Friday, June 20, 2008

Virus versus anti-virus

kw: book reviews, science fiction, medicine

When I read Orson Scott Card's short story "Malpractice" years ago, I was unhappy with the ending, though I understood why it ended as it did. However, I also could see that it was really a beginning, and had explained little. In particular, there was little more than a bit of hand-waving to explain how a transplanted organ could not only take over someone's body, but the mind as well.

I am glad that Card got the chance to expand the story into a novel, now titled Invasive Procedures. In his collaboration with screenwriter Aaron Johnston, the story has been fleshed out, complete with a new government agency, a sinister religious conspiracy of "healers", genetic engineering on a near-implausible level, and plenty of derring-do and cliff-hanger rescues.
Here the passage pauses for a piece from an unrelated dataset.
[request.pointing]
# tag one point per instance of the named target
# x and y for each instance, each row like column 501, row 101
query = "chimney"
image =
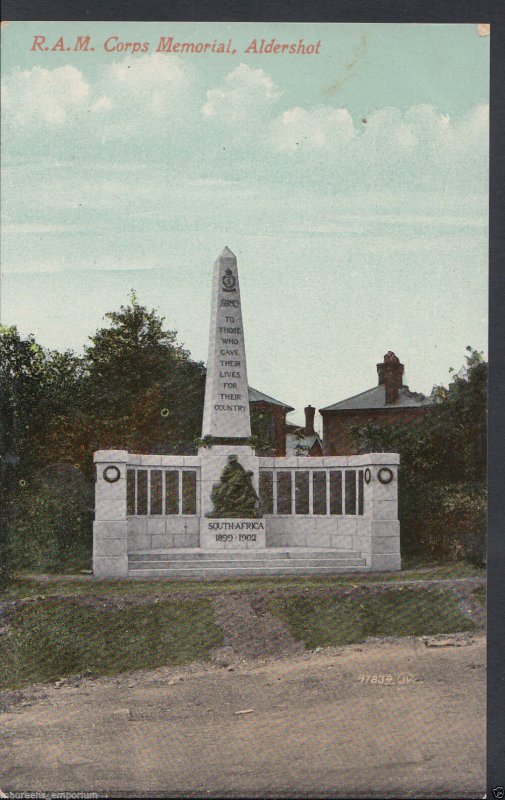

The concept question that runs down the center of the narrative is, a brilliant but amoral medical researcher concocts a way to live on—and multiply himself—by performing "stealth cloning", using transplanted organs, a specially-engineered virus containing all the "snips" that make up his own uniqueness, and a high-density memory biochip with circuitry to take over a victim's brain.

The notion that a virus that was engineered to cure a particular person of a particular disease, such as sickle-cell for example, will kill anyone else...well, that strains credulity. The shocking death of Jesse Gelsinger several years ago made the public fearful that some such thing may be true. However, young Gelsinger's death came about not due to an improperly-tuned virus; he died of his own immune reaction the virus in such a massive dose. Adenoviruses cause us to "catch cold" when we inhale a few dozen or a few hundred, and the bodily load we carry when we feel ill numbers in the millions. He was dosed with billions...a milligram or so.

A side note here: we all harbor as many as fifty viruses that seem to stay "below the radar" of our immune system. It makes more sense to extract one of these, modify it, and use it for a gene-carrier. Of course, that solves but ONE problem...

Putting aside such considerations, it is a story with enough "might be true" elements to keep it exciting right through. A fun read.